Earlier this month, Americans for Responsible Innovation coordinated a bipartisan letter from 260 state legislators to Congress opposing federal interference in AI regulation enforcement. In May, 40 state attorneys general sent a similar letter.
Under the latest Senate proposal, states would be prohibited for 10 years from enforcing any law “limiting, restricting, or otherwise regulating artificial intelligence models, artificial intelligence systems, or automated decision systems” that operate beyond a single state.
The moratorium would not apply to laws that aim to “remove legal impediments” to the deployment of such systems or that make it easier to get AI licensed and permitted. It would also exempt laws that don’t place “substantive” requirements on AI models.
States that refuse to comply would lose access to funds through the Biden-era Broadband Equity, Access, and Deployment Program, which was created as part of the 2021 bipartisan infrastructure law.
The Senate parliamentarian asked the Commerce Committee to ensure the bill is clear that only $500 million in new funding for AI infrastructure could be affected, not all $42.5 billion in broadband funds, Politico reported Thursday.
Democratic state lawmakers are also weighing in. Connecticut Sen. James Maroney (D), a national leader on AI regulation, said in a statement Thursday that the proposed moratorium is “a significant overreach into states rights” and it would prevent states from being able to protect children, address deepfakes, regulate self-driving cars and enforce existing data privacy laws.

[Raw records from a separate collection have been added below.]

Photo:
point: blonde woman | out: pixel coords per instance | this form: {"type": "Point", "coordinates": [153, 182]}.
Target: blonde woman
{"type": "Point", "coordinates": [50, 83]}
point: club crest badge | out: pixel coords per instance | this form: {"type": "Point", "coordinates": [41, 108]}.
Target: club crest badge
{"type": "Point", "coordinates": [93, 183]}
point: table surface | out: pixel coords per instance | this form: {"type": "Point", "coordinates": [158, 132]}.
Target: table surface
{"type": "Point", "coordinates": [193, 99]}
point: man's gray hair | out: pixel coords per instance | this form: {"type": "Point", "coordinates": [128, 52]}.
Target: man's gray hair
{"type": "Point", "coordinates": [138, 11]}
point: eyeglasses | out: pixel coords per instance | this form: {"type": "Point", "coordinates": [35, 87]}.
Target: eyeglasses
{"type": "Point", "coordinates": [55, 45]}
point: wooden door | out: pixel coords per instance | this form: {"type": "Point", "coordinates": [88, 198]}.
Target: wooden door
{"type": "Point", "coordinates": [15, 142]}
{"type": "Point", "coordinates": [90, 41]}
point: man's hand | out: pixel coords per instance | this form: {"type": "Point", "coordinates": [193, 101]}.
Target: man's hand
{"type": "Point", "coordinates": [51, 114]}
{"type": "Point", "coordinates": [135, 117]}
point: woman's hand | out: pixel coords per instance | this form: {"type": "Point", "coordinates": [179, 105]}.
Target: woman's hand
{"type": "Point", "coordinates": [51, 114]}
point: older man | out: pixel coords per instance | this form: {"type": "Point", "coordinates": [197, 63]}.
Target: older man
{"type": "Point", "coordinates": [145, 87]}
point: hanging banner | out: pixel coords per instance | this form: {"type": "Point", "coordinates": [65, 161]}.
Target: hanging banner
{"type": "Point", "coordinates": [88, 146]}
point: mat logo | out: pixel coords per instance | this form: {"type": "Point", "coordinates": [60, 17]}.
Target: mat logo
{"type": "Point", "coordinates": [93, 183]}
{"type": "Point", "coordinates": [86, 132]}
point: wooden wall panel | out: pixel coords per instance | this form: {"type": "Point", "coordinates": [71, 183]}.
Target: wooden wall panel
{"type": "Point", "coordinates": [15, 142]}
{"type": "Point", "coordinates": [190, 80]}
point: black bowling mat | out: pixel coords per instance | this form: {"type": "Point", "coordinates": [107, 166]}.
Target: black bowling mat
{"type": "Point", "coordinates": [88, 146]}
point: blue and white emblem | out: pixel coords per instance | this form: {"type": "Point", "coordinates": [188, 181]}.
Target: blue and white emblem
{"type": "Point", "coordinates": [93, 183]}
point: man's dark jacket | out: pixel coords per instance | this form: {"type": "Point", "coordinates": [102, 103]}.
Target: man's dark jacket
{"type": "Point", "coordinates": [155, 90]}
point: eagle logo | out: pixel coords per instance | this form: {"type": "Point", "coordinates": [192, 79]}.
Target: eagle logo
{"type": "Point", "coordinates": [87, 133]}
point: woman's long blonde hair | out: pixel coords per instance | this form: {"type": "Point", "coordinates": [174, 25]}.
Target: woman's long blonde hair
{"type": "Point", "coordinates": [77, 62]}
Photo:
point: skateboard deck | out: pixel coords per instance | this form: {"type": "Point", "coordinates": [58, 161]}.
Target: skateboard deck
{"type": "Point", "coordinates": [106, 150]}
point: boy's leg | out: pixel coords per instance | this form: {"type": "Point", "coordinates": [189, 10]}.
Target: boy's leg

State lawmakers say they are communicating their concerns to their congressional delegations, noting broad public opposition to the idea of a moratorium.
The tech industry along with venture capitalists and free market think tanks are broadly supporting the AI moratorium.
Amy Bos, director of state and federal affairs for NetChoice, a leading tech industry group that has sued states over tech-related regulations, said Thursday that a “temporary pause on state AI regulation gives Congress the room to develop clear, consistent and nationwide policies that protect Americans while empowering our innovators to thrive.”